Hanxiang Qin (秦瀚翔)

selfie_pic.jpg

I am a Master’s student in Computer Science at Johns Hopkins University, advised by Alexander Martin and Prof. Benjamin Van Durme. My research focuses on efficient multimodal understanding and retrieval, with a particular emphasis on representation learning and context management.

My recent work scales powerful but costly late-interaction models to be efficient in terms of compute and storage, unlocking their potential for the retrieval of notoriously token-heavy multimodal content spanning text, visual, and audio. We use just a 2.4%-4.9% footprint to preserve or even beat uncompressed state-of-the-art performance. Currently, I’m excited to start my new project on an agentic framework for high-fidelity video understanding.

Before coming to JHU, I was a Software Engineer at Pinduoduo (Temu) for three years, specializing in iOS and cross-platform development. Driven by a core focus on user experience and user growth, I led extensive performance optimizations and framework refactoring. My work empowered rapid product iteration at a massive scale, reliably serving hundreds of millions of daily active users (DAUs).
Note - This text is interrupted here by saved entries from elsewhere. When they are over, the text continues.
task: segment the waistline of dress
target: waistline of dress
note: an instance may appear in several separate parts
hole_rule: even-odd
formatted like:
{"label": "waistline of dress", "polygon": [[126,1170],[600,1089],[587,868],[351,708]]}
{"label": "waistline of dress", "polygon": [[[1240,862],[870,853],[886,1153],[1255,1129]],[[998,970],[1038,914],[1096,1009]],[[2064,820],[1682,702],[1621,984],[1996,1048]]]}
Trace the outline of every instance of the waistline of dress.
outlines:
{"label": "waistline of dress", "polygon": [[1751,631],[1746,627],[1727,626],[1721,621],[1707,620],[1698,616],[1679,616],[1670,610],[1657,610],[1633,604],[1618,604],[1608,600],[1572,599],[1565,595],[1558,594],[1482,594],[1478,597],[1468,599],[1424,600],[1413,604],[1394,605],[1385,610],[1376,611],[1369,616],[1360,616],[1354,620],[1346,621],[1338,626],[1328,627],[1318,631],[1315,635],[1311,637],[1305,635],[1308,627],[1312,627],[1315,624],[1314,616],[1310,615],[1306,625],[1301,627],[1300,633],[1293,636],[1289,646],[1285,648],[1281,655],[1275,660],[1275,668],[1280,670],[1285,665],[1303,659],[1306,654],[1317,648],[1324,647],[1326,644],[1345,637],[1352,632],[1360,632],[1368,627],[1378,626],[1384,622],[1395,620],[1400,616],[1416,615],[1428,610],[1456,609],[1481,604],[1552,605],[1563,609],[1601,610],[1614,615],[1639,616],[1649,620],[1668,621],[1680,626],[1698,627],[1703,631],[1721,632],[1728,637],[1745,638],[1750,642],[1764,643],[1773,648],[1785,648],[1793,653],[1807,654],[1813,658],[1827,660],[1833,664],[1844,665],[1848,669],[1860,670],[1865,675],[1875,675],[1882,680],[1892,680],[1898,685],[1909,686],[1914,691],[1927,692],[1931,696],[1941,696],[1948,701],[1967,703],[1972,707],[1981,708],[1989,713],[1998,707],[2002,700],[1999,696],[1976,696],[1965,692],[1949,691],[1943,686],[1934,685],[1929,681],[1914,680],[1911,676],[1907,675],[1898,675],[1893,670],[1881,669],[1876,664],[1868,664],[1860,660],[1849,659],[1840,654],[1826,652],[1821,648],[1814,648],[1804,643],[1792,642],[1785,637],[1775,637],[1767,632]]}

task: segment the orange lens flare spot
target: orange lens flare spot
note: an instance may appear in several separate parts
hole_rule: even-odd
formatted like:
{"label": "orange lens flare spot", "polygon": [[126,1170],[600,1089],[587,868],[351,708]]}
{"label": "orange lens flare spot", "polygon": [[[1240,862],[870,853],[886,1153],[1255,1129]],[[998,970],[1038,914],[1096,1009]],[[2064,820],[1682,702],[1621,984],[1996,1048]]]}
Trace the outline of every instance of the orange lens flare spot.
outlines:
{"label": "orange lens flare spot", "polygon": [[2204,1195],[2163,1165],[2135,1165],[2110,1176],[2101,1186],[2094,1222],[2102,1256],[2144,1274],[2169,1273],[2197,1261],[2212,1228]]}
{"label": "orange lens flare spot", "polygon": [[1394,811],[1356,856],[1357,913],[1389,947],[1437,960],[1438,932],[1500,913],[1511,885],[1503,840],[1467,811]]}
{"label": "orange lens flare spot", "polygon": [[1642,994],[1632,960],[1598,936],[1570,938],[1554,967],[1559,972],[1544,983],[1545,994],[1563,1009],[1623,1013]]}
Previously, I earned a dual degree in Computer Science & Technology and Horticulture from Zhejiang University, where I was advised by Prof. Ming Cai.

News

Feb 2026 Excited to share our new paper “Multi-Vector Index Compression in Any Modality”! You can find the code on GitHub, and the released models on HuggingFace.
Jan 2026 I’m a Course Assistant for 601.472/672: NLP for Computational Social Science this Spring!
Aug 2025 I’m a Course Assistant for 601.465/665: Natural Language Processing!
Aug 2024 Starting my Master’s study at JHU!
Jul 2020 Working as a Software Engineer at Pinduoduo!

Publications

  1. method_index_compress.png
    Multi-Vector Index Compression in Any Modality
    Hanxiang Qin, Alexander Martin, Rohan Jha, Chunsheng Zuo, Reno Kriz, and Benjamin Van Durme
    2026